Prison On The Saddle -final- -shimizuan- Link
I sat. I drank. I ate.
Gradients that make you get off and walk. Not out of weakness, but out of negotiation with your own quads.
And then, just before the final tunnel, I saw her.
She pointed up the hill and said something in a dialect I couldn’t fully catch. But I caught the last word: Shimizuan. Then she made a drinking motion with her gnarled hand. Tea. Rest. Prison on the Saddle -Final- -Shimizuan-
Shimizuan appears like a held breath. One moment, forest. The next, steam rising from a wooden trough at the side of the road. The guesthouse has no sign, just a blue noren curtain flapping in the dusk.
There’s a specific kind of exhaustion that stops feeling like pain and starts feeling like a place. A room you check into without a key. The door locks behind you somewhere around kilometer ninety, and the windows don’t open until you see the guesthouse sign.
Not because I’d finished the ride. Because I’d stopped trying to escape it. Gradients that make you get off and walk
I dropped my bike against a post—didn’t even lock it. If someone wanted to steal it, they’d be doing me a favor for exactly four seconds, until they tried the first pedal stroke.
Shimizuan isn’t a town you’ll find on most maps. It’s a resting post. A few wooden buildings leaning into the wind, a shrine with a missing fox statue, and one onsen that smells of sulfur and salvation. The route there is a liar. It starts gentle, with a tailwind and birdsong, luring you into thinking you’ve finally gotten fit. Then, around noon, the road remembers its purpose.

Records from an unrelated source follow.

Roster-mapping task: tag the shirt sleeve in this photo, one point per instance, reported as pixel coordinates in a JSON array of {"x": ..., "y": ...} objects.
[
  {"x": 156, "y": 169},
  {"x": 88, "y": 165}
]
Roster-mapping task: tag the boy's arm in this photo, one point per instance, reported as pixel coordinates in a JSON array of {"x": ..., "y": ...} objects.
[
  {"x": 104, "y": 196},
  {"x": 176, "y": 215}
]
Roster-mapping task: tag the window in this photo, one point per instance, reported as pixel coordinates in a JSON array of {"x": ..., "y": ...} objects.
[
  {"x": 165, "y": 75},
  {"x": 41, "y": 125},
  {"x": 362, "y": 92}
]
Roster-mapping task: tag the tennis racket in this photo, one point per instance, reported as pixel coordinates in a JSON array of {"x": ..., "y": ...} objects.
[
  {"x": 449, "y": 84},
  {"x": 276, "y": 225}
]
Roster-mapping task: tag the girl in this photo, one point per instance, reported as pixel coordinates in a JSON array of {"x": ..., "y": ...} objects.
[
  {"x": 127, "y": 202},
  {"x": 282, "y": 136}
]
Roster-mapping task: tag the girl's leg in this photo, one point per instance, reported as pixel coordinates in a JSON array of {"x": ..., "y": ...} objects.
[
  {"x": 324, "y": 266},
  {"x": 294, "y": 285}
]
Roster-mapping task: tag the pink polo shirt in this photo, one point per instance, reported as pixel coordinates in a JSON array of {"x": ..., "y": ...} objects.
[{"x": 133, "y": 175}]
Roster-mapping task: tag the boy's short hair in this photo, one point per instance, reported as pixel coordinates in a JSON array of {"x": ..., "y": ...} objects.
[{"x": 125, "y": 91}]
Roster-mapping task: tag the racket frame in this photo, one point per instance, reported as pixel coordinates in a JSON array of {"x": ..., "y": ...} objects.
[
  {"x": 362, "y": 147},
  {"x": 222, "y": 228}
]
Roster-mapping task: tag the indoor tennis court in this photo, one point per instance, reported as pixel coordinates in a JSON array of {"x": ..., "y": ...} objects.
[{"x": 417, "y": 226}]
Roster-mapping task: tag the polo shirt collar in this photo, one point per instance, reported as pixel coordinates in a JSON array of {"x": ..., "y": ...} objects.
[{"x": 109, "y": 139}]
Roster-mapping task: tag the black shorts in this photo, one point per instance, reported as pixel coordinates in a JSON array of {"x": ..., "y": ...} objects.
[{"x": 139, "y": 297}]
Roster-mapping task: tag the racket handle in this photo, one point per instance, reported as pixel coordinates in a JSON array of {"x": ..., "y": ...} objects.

By hour six, the prison walls were up. My back was a single knot of complaint. My hands, numb from the vibration of cracked asphalt, couldn’t feel the brake levers anymore. I was running on nothing but the echo of a playlist I’d turned off two hours ago. She pointed up the hill and said something
Prison on the Saddle (Final) – Shimizuan
Inside, the owner (a man with the face of a patient turtle) gestured to a low table. No words. Just a pot of hojicha and two rice balls wrapped in bamboo.
An old woman, maybe seventy or eighty, bent over a patch of mountain vegetables by the side of the road. She wasn’t gardening. She was just there , watching the road. She looked at me—sweating, swaying, a moving pile of lycra and bad decisions—and she laughed.